Saturday, October 8, 2011

What My Asperger's Feels Like

What My Asperger's Feels Like by Ilsa Kasmar

Think of something that you hate doing, and are also very bad at.

Everyone has that one thing they loathe and dread. For some it's math, or history, or something smaller, like washing the dishes, or doing pushups.

Now imagine that skill is essential to get a job, or not get fired from one. Imagine that in every job interview, they test you on that skill. If by some miracle you DO get the job, they test you on it every day. And when you get so exhausted or frustrated from this constant attack on your weakest skill, you break down. 

Only instead of being reasonable and cutting you some slack, your boss and coworkers just get angry at you. And you get fired. And then you have to look for a new job. And that skill follows you around, inescapably.

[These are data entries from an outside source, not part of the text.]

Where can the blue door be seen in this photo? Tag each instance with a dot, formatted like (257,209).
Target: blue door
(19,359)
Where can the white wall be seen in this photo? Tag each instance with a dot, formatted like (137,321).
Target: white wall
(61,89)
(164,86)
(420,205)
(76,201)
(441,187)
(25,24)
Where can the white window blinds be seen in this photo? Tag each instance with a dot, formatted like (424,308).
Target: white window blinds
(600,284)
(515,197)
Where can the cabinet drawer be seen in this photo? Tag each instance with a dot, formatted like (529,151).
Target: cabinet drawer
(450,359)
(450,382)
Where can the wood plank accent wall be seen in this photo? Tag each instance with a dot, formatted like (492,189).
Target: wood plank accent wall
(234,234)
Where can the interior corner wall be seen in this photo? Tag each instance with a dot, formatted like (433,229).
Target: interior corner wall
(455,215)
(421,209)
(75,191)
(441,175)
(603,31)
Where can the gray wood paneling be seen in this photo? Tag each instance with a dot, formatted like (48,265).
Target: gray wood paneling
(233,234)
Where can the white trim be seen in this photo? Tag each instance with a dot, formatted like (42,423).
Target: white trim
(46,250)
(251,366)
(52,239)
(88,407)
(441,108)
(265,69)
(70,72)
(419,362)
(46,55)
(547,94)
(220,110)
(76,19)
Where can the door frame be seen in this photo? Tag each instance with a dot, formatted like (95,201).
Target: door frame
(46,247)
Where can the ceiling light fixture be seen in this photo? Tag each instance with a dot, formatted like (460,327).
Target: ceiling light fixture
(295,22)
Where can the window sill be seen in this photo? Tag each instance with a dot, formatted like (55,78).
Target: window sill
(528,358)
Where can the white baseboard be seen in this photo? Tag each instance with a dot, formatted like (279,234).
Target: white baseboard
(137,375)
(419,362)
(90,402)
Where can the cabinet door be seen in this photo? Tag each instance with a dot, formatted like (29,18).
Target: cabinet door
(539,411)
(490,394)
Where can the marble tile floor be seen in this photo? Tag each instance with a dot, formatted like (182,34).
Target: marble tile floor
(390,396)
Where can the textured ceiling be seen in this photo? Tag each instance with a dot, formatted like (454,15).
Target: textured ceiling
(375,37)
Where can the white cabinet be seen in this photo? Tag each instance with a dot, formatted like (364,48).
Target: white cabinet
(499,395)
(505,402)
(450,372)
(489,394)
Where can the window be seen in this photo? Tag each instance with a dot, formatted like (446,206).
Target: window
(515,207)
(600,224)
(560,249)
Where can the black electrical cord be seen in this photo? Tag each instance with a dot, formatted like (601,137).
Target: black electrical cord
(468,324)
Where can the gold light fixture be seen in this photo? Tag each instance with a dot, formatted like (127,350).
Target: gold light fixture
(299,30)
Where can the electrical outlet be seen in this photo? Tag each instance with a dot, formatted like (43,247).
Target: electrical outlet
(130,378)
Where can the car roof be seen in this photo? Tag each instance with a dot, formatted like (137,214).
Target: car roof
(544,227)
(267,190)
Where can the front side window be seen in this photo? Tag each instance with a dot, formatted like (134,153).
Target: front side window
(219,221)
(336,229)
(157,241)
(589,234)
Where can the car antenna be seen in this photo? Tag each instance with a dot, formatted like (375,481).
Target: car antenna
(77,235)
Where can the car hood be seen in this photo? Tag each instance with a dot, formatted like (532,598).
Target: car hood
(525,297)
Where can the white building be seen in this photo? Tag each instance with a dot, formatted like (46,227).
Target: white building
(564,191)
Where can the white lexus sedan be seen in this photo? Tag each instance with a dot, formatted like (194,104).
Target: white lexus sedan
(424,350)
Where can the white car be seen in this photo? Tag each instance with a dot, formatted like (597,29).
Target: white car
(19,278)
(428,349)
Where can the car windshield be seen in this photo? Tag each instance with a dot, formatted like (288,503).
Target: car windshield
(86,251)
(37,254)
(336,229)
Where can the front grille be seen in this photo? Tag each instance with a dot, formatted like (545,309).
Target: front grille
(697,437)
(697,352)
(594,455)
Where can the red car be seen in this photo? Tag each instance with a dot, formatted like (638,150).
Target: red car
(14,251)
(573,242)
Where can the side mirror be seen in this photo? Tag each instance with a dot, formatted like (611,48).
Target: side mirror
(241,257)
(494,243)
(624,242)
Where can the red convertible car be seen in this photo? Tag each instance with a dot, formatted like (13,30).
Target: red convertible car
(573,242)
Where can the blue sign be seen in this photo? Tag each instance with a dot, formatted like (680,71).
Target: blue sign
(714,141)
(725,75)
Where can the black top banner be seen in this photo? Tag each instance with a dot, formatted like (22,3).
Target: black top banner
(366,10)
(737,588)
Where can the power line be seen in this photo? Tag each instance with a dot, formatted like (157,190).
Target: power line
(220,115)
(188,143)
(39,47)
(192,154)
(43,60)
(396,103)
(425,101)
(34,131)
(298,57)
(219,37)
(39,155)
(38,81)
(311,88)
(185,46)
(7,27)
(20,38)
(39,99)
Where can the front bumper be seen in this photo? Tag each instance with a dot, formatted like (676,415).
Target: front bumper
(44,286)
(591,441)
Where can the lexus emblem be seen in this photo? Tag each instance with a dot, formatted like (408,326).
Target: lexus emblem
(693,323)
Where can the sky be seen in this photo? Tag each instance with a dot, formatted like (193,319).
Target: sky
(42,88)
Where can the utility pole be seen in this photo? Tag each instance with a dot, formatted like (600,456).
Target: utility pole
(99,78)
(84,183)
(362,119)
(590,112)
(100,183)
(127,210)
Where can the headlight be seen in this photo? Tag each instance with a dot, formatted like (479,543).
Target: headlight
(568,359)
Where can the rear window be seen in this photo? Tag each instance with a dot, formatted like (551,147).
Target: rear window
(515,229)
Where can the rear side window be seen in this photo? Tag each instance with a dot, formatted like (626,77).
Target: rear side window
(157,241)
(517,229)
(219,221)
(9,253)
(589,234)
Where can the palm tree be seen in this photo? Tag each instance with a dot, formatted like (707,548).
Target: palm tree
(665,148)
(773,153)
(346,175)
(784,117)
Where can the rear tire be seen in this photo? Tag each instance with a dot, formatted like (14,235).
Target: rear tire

This is basically what my life is like.

Because unfortunately for me, my weakest skill is social interaction. Which means that just standing at the bus stop involves using my weakest skill. I'm not exaggerating; even without speaking, if there is someone at the bus stop with me, I have to try to figure out how to send the right signals. My thought process goes something like this:

"Dammit, someone else is there. Should I smile? Should I just not look at them? If I do smile, just to be polite, how do I smile without making them think I want to talk to them? And if they smile back, does that mean they want to talk to me? Or does it mean they're flirting? If I, as a white person, don't give a polite smile to a person of color, will they think I'm being racist?"

I can't pick up these things by mimicking for some reason, like Neurotypicals do. People have to tell me. But Neurotypicals, who are the ones who DO know the answers, don't realize I don't know. And I don't always know how to ask.


People think of this as a disability. But it's not a disability to be bad at math, or history, or pushups.

So why is it a disability to be bad at conversation?

Maybe it shouldn't be. Maybe we just need to restructure things a little so that it doesn't have such a big impact...

Is that really so much to ask?


--Ilsa Kasmar: An Aspie.

P.S. I started including my real name so that no one thinks I'm stealing.